His common sense tugged at his elfin ear. "You've muffed up your chances to kill her in this past hour alone! When she was at the archery range, you could have stabbed her in the back instead of speaking to her. Instead of throwing that dart at her target to show off, you could have laced it with poison and thrown it at her—"

Joker smacked the blue pest away without slowing his pace. "Surely, you can see the sense in this plan?" he said, running a leisurely, appraising gaze over his huddled enemy—who would not be his enemy for much longer.

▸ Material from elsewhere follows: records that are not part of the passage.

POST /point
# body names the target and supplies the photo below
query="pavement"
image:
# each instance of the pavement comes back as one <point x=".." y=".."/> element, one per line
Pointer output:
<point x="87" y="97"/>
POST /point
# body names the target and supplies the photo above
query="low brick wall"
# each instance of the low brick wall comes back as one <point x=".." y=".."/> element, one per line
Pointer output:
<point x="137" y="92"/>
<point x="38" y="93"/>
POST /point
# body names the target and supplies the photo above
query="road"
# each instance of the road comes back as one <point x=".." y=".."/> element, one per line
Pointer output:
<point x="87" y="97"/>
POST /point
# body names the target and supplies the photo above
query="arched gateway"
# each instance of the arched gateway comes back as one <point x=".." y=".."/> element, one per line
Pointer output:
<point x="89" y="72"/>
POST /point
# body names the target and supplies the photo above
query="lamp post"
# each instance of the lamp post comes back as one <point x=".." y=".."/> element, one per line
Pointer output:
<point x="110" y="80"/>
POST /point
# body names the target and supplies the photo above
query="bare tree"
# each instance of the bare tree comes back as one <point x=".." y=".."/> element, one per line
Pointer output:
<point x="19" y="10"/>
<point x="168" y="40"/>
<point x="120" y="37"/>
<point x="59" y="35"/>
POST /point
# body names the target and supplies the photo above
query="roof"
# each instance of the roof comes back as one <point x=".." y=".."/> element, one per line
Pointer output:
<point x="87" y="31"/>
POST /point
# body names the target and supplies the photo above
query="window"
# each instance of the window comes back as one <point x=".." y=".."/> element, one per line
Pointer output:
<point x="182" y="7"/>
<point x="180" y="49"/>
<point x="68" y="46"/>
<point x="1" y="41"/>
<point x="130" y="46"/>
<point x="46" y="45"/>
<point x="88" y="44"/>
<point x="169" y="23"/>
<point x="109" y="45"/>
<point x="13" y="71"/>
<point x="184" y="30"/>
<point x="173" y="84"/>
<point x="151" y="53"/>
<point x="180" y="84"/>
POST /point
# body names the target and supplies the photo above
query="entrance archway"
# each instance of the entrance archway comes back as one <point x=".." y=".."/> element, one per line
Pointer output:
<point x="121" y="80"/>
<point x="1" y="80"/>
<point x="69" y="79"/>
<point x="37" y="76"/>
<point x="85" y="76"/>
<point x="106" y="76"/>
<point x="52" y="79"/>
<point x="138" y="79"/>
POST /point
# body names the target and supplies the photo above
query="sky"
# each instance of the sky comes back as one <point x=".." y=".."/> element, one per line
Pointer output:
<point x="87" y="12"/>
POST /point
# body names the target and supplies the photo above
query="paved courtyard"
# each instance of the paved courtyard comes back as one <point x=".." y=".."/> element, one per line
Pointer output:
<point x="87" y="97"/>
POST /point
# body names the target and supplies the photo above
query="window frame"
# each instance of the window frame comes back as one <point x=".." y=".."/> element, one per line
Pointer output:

His self-interest nodded cheerfully. "Why terminate Reika-san now when she still has so much… potential left to exploit?"

Joker licked his teeth, uttering a soft sound of vicious delight. "Precisely."


A/N: Like it? Hate it? Helpful feedback is welcomed here! And if you were curious, "psychomachia" can also be a term for the "shoulder angel" trope. If you win a trivia game show and become a millionaire, remember to give Zabbie Q a cut of that prize! (*nod, nod, wink, wink*)

My apologies if the "desu ne" came off as gratuitous. Honestly not trying to be a weeb here. It's just that in going back over episodes to write this fic, Joker seems to say—ahem, sing that phrase enough times to make it into a drinking game. I have a hypothesis that if it turned out Joker was originally a fairy like Wolfrun and the others, his verbal tic would have been "desu ne."